At the end of the tutorial, you will find a short online practice test. This will help you to test your knowledge after learning.

You can use the comments section at the end of the article for doubts. Let us now start the tutorial…

Type I: Unit Conversion Time And Distance Problems (They Are The Most Basic Type)

This type is very easy to solve. You will get speed in one unit (e.g kilometer per hour or km/h) and you have to convert into another unit (e.g metres per second or m/s).

To solve such problems, you have to remember 2 formulas.

If speed X is given in (kilometres per hour) km/h, then speed in (metres per second) m/s is X x 5/18
If speed X is given in (metres per second) m/s, then speed in (kilometres per hour) km/h is X x 18/5

Example Question 1: A bus moves at a speed of 81 km/h. What is the speed of the bus in metres per second?

Solution:
In question, you can see that the speed is given in km/h.
You can write, X = 81 km/h
Therefore, speed in m/s (according to our formula) = X x 5/18
= (81 x 5/18)
= 22.5 m/s

Type II: Average Speed When Travelling To A Place And Returning

In this type of questions, a person will move from one place to another at certain speed. Then he will return to the starting place at a different speed. You may be asked to find average speed, distance, etc.

To solve such problems, you have to remember the formula given below.

Let a person move from one place to another at speed X and return to the starting place at a different speed Y.
Then, average speed for the whole journey = 2XY/(X+Y)
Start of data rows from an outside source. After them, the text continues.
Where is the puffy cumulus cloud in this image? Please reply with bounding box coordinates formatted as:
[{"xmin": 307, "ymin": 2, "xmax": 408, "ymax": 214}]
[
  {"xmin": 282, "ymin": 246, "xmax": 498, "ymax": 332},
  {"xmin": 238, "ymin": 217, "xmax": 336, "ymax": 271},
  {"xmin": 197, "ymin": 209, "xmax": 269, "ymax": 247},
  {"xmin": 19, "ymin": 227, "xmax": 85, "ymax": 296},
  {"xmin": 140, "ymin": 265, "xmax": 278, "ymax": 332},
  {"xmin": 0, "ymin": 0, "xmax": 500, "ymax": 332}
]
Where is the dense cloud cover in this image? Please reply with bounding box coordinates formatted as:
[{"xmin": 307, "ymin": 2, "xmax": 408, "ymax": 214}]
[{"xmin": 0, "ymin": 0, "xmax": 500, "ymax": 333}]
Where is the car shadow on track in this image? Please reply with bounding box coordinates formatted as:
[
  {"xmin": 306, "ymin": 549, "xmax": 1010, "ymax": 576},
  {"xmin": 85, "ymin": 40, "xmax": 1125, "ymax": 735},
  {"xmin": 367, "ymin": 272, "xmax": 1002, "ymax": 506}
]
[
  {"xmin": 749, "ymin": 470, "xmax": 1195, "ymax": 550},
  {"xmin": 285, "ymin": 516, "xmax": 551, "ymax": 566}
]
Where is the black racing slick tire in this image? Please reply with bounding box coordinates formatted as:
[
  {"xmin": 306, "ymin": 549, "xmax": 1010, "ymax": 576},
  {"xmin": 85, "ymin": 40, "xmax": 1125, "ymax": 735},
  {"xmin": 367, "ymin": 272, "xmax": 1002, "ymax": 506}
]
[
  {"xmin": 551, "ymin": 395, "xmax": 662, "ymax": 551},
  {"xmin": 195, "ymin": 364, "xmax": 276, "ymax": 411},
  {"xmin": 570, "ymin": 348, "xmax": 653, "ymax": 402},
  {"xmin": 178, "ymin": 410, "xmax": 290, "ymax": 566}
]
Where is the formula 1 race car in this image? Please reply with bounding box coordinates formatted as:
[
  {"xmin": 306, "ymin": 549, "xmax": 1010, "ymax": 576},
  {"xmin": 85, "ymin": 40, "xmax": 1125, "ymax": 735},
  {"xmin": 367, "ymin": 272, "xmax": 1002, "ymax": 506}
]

Example Question 2: Ram walked from his home to the bank at the rate of 20 km/h and returned back at the rate of 5 km/h. If he took 4 hours and 30 minutes for the whole journey, find the distance of the bank from his home.

Solution:
Part 1: Finding Average Speed
From the question, you know the following:
Speed of Ram from home to bank = X = 20 km/h
Speed of Ram from bank to home = Y = 5 km/h
Also, you know that the average speed for the whole journey = 2XY/X+Y
= (2 x 20 x 5) / (20+5)
= 200 / 25 = 8 kmph.

Part 2: Finding Distance
From the question, you know that the time taken for the whole journey = 4 hrs and 30 min
4 hrs and 30 min can be written as 4 ½ hours or 9/2 hours
In part 1 of the solution, you have found that the average speed = 8 kmph
You know the familiar formula that Speed = Distance / Time
Therefore, total distance travelled by Ram = Average Speed X Time Taken
= 8 x 9/2 = 36 Km

Note: But, this distance is the total distance travelled by Ram from his home to bank plus distance he travelled from bank to home. Therefore, to calculate the distance from home to bank, you have to divide the above value by 2.
Therefore, distance from home to bank = 36/2 = 18 Km

Type III: Problems Based On Changing Time And Changing Speed

This type is based on a simple fact that if a person increases his speed he will reach his destination faster and if he decreases his speed he will reach his destination slower.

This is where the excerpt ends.